To find this I want to do Fisher exact test to get the p-value for each disease/drug pair. But the loop runs very slowly, more than 10 hours. Is there a way to make the loop more efficient, or a better way to solve this association problem?
My loop:
import numpy as np
import pandas as pd
from scipy.stats import fisher_exact
most_indicative_medication = {}
rx_list = list(meps_meds.rxName.unique())
disease_list = list(meps_base_data.columns.values)[8:]
for i in disease_list:
print i
rx_dict = {}
for j in rx_list:
subset = base[['id', i, 'rxName']].drop_duplicates()
subset[j] = subset['rxName'] == j
subset = subset.loc[subset[i].isin(['Yes', 'No'])]
subset = subset[[i, j]]
tab = pd.crosstab(subset[i], subset[j])
if len(tab.columns) == 2:
rx_dict[j] = fisher_exact(tab)[1]
else:
rx_dict[j] = np.nan
most_indicative_medication[i] = min(rx_dict, key=rx_dict.get)
You need multiprocessing/multithreading, I have added the code.:
from multiprocessing.dummy import Pool as ThreadPool
most_indicative_medication = {}
rx_list = list(meps_meds.rxName.unique())
disease_list = list(meps_base_data.columns.values)[8:]
def run_pairwise(i):
print i
rx_dict = {}
for j in rx_list:
subset = base[['id', i, 'rxName']].drop_duplicates()

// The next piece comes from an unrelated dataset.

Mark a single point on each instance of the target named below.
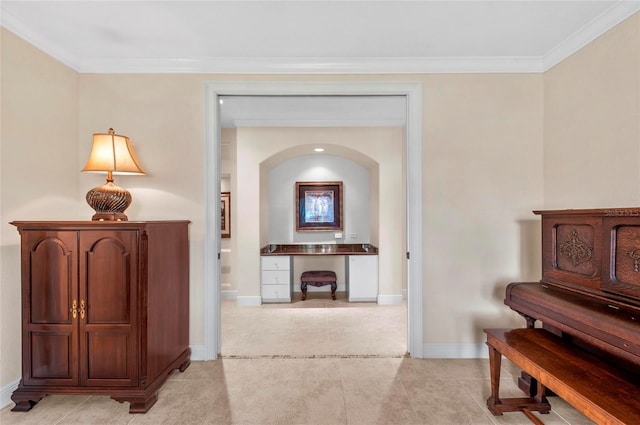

subset[j] = subset['rxName'] == j
subset = subset.loc[subset[i].isin(['Yes', 'No'])]
subset = subset[[i, j]]
tab = pd.crosstab(subset[i], subset[j])
if len(tab.columns) == 2:
rx_dict[j] = fisher_exact(tab)[1]
else:
rx_dict[j] = np.nan
most_indicative_medication[i] = min(rx_dict, key=rx_dict.get)
pool = ThreadPool(3)
pairwise_test_results = pool.map(run_pairwise,disease_list)
pool.close()
pool.join()
notes:http://chriskiehl.com/article/parallelism-in-one-line/
Crunching faster is good, but a better algorithm usually beats it ;-)
Filling in a bit,
import numpy as np
import pandas as pd
from scipy.stats import fisher_exact
# data files can be download at
# https://github.com/Saynah/platform/tree/d7e9f150ef2ff436387585960ca312a301847a46/data
meps_meds = pd.read_csv("meps_meds.csv") # 8 cols * 1,148,347 rows
meps_base_data = pd.read_csv("meps_base_data.csv") # 18 columns * 61,489 rows
# merge to get disease and drug info in same table
merged = pd.merge( # 25 cols * 1,148,347 rows
meps_base_data, meps_meds,
how='inner', left_on='id', right_on='id'
)
rx_list = meps_meds.rxName.unique().tolist() # 9218 items
disease_list = meps_base_data.columns.values[8:].tolist() # 10 items
Note that rx_list has a LOT of duplicates (eg. 52 entries for Amoxicillin, if you include misspellings).
Then
most_indicative = {}
for disease in disease_list:
# get unique (id, disease, prescription)
subset = merged[['id', disease, 'rxName']].drop_duplicates()
# keep only Yes/No entries under disease
subset = subset[subset[disease].isin(['Yes', 'No'])]
# summarize (replaces the inner loop)
tab = pd.crosstab(subset.rxName, subset[disease])
# bind "No" values for Fisher exact function
nf, yf = tab.sum().values
def p_value(x, nf=nf, yf=yf):
return fisher_exact([[nf - x.No, x.No], [yf - x.Yes, x.Yes]])[1]
# OPTIONAL:
# We can probably assume that the most-indicative drugs are among
# the most-prescribed; get just the 100 most-prescribed drugs
# Note: you have to get the nf, yf values before doing this!
tab = tab.sort_values("Yes", ascending=False)[:100]
# and apply the function
tab["P-value"] = tab.apply(p_value, axis=1)
# find the best match
best_med = tab.sort_values("P-value").index[0]
most_indicative[disease] = best_med
This now runs in about 18 minutes on my machine, and you could probably combine it with EM28's answer to speed it up by another factor of 4 or more.